已将景城的大街小巷逛遍了,仍不见她的踪影。
沈录心里愈发闷闷的难受, 觉得憋屈。
因有些话,不好意思对家人讲, 亦不好意思对范韶光他们说。
可又抑制不住地想要寻找一个出口,一吐为快。
他忽然想到了吴鸣,那个和自己一样,藏着心事的男孩儿。
半小时后, 车子停在了光华小区门口。
沈录下车后钻进一家小超市,再出来时, 手上拎了一打啤酒。
上楼到了吴鸣家门口, 沈录掏钥匙去开门,却没能探进去, 将钥匙转动几下, 还是没对上。

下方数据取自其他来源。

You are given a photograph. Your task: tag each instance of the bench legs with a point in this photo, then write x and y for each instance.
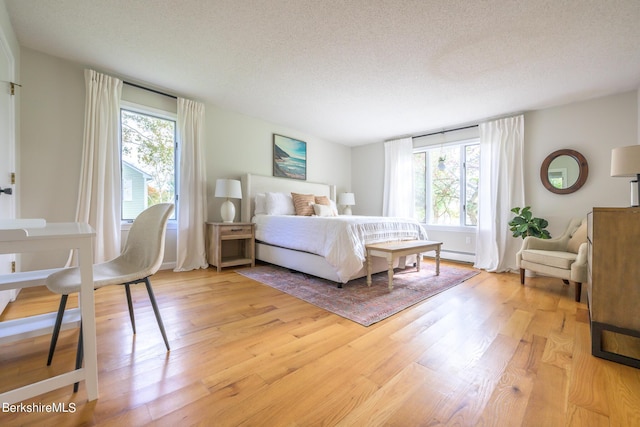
(391, 259)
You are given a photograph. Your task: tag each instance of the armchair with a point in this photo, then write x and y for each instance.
(564, 257)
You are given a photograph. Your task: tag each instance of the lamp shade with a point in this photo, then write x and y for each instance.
(625, 161)
(229, 188)
(346, 199)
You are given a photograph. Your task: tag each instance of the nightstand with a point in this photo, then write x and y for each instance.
(230, 244)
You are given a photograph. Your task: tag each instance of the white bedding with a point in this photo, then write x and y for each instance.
(340, 240)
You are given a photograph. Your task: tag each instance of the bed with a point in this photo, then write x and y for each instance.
(335, 248)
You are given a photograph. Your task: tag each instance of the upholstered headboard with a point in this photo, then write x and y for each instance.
(254, 184)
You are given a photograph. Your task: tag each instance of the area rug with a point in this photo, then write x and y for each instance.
(355, 300)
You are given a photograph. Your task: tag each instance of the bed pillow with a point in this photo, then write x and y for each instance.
(279, 204)
(303, 203)
(322, 210)
(261, 204)
(323, 200)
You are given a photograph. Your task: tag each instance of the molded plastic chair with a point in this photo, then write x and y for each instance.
(142, 257)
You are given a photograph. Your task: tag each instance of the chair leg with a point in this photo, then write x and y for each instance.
(156, 311)
(79, 356)
(131, 316)
(56, 328)
(578, 290)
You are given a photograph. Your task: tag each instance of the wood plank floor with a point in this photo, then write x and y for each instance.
(486, 352)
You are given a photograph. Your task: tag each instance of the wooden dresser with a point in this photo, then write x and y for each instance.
(613, 286)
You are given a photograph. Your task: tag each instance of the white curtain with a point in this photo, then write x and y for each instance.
(192, 188)
(99, 192)
(501, 188)
(398, 178)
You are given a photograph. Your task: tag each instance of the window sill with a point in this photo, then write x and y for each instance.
(451, 228)
(172, 224)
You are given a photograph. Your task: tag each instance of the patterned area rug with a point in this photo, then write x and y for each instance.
(355, 300)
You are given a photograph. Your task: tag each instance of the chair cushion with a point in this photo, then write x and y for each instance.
(579, 237)
(551, 258)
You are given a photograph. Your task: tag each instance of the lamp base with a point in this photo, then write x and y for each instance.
(227, 211)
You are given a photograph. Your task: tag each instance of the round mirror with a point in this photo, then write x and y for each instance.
(564, 171)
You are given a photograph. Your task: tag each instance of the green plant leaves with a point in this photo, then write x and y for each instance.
(525, 224)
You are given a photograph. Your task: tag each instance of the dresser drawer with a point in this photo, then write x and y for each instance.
(235, 230)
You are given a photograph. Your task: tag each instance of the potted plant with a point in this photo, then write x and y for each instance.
(525, 224)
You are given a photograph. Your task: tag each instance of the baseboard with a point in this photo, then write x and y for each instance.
(455, 256)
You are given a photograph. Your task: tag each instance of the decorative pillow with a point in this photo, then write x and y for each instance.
(261, 204)
(578, 238)
(303, 203)
(323, 200)
(279, 204)
(322, 210)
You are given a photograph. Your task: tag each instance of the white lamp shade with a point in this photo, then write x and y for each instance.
(229, 188)
(625, 161)
(346, 199)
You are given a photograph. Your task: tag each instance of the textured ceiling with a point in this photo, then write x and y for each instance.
(351, 71)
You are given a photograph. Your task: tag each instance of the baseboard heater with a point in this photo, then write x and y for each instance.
(455, 256)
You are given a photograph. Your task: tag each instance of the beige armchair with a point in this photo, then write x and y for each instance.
(564, 257)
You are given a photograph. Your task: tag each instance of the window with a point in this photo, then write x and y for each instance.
(148, 142)
(446, 183)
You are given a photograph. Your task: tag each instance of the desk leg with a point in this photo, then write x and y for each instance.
(88, 314)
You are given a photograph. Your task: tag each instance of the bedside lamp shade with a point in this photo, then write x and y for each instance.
(625, 161)
(230, 189)
(347, 200)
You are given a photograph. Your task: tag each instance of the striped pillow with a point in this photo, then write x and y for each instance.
(303, 203)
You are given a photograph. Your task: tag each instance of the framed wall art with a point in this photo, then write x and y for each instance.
(289, 157)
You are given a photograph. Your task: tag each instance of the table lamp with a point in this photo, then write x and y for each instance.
(231, 189)
(347, 200)
(625, 161)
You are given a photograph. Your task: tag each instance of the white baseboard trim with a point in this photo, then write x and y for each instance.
(168, 265)
(456, 256)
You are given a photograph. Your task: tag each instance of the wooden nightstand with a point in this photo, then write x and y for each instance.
(230, 244)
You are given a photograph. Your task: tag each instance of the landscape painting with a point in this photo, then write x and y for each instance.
(289, 157)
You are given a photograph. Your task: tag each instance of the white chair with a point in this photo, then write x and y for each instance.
(141, 257)
(564, 257)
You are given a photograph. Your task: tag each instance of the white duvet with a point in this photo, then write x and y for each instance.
(340, 240)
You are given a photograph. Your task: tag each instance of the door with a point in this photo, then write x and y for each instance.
(7, 153)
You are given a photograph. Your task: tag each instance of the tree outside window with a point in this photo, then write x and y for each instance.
(446, 184)
(148, 161)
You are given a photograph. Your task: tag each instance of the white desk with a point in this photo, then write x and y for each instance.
(51, 237)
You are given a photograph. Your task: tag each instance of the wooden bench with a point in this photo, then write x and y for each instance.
(394, 250)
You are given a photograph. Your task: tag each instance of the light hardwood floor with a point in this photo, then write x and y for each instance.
(486, 352)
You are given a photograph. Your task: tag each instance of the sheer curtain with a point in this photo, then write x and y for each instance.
(501, 188)
(99, 191)
(398, 178)
(192, 188)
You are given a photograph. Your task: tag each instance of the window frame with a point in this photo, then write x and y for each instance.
(462, 143)
(160, 114)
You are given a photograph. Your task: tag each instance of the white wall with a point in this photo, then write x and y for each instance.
(591, 127)
(52, 127)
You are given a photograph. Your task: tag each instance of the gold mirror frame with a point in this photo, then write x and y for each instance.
(583, 168)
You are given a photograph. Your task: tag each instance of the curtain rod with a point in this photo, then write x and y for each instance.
(445, 131)
(149, 89)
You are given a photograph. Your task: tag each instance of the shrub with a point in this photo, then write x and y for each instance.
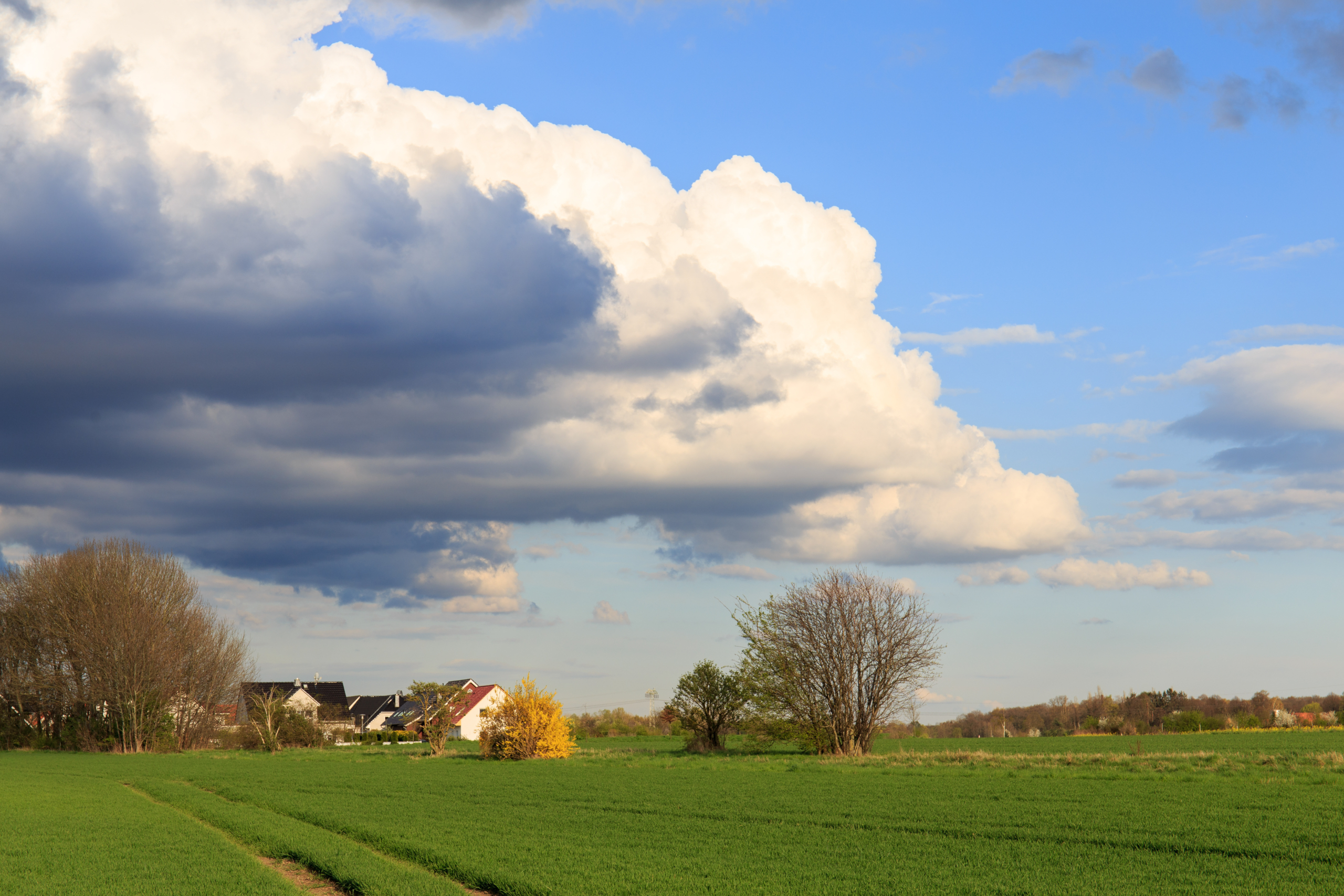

他弯腰去看锁眼,跟钥匙确实不合,可明明就是这把钥匙没错, 吴鸣临走前亲手交给他的。
他意识到了什么——锁被人换过了。
但这处房子,已经在他的名下,不应该会有旁人光顾才对。
取出腕表里的银针, 他对着锁眼摆弄了几下,门应声而开。
迎面而来一阵幽然的冷香,熟悉的气息。
他压下内心那一瞬间的悸动,按下开关。
灯亮了,照着满室淡淡的温馨,照着许久不见却愈发青翠的散尾葵,照着窗前一只画架,和摆放整齐的颜料。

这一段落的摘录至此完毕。